A Dynamic Gesture Interface for Virtual Environments Based on Hidden Markov Models - Qing et al.

Summary
Qing et al use HMMs to recognize hand gestures. First, to combat the difficulty of spotting a gesture in a continuous stream of input, they reduce the time sequence of each sensor to its standard deviation, though don't say how this segments the gestures. Then, the data is vector quantized. Next, the 20 sensor standard deviations are used as the observation sequence that is input to the HMM. Initially, the HMM for each consists of 20 states, corresponding each sensor, with the transition probability from state i to i+1 equaling 1 and the rest equaling 0, always starting in the first state. They train the HMMs using 10 examples of each of three gestures, index finger bending, thumb bending, and index/middle fingers bending (difficult to separate, no?).

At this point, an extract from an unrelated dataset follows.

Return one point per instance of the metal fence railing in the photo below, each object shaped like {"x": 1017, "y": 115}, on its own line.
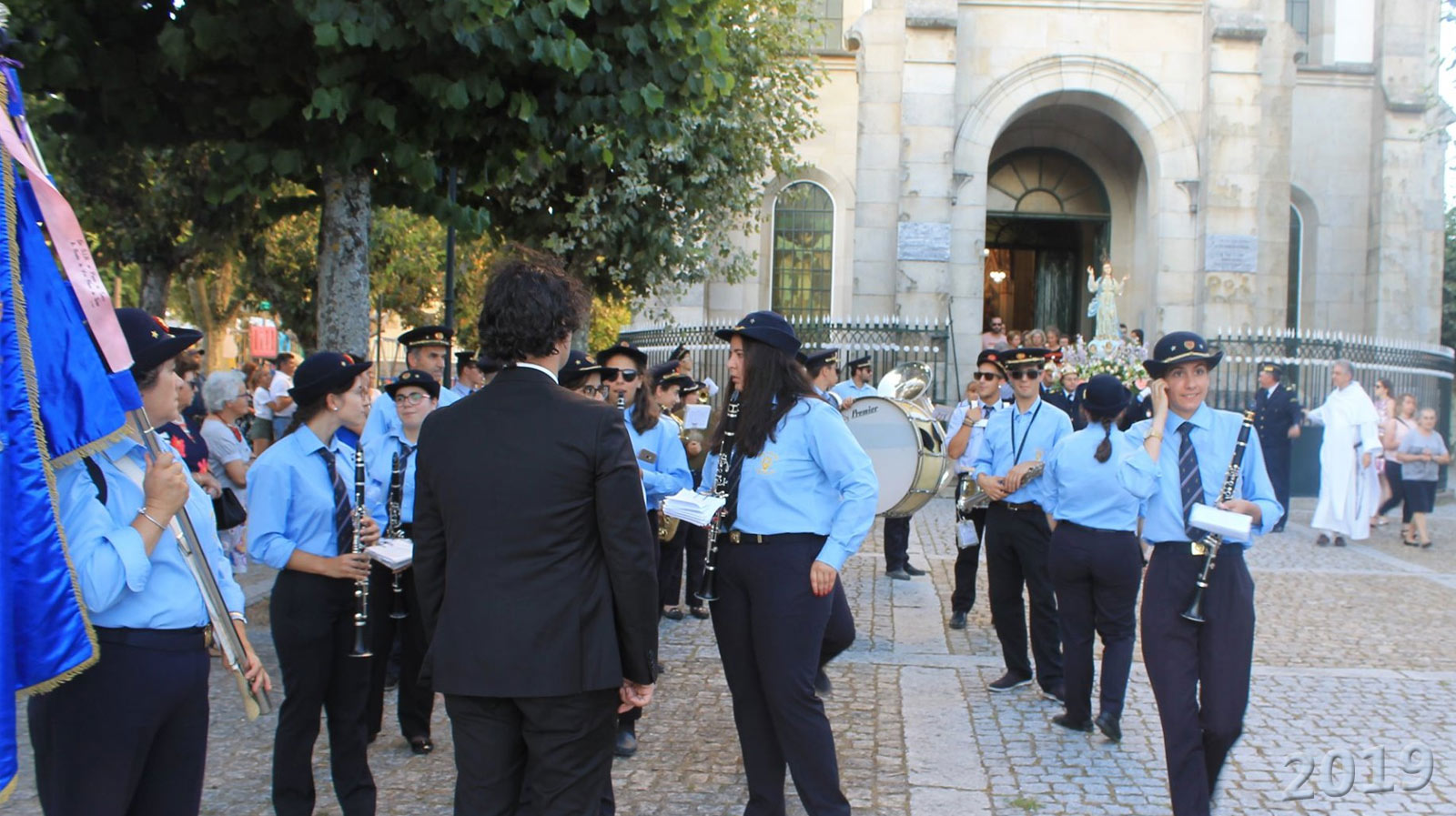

The state transition and initial state probabilities are trained in addition to the observation probabilities. Lastly, they note that they successfully rotate a 3-D cube along 3 axes using this system and its 3 gestures.

Discussion
I don't like this paper. There is no reason to use an HMM in this setup. Some kind of probability distribution estimate for the standard deviation of each sensor value for each gesture class maybe, but HMM this is not. They already know what each state is, so Hidden is out. They aren't modeling a process over time with the states any more, so why use state transitions even? Don't tell me you're going to use an HMM then boil out all the complexity to something that you could just use nearest neighbors or a linear/quadratic classifier for.

Reference
Qing, C., A. El-Sawah, et al. (2005). A dynamic gesture interface for virtual environments based on hidden Markov models. Haptic Audio Visual Environments and their Applications, 2005. IEEE International Workshop on.

1 comment:

Test said...

lol. But it's dynamic ;-)

But really, your point is an excellent one.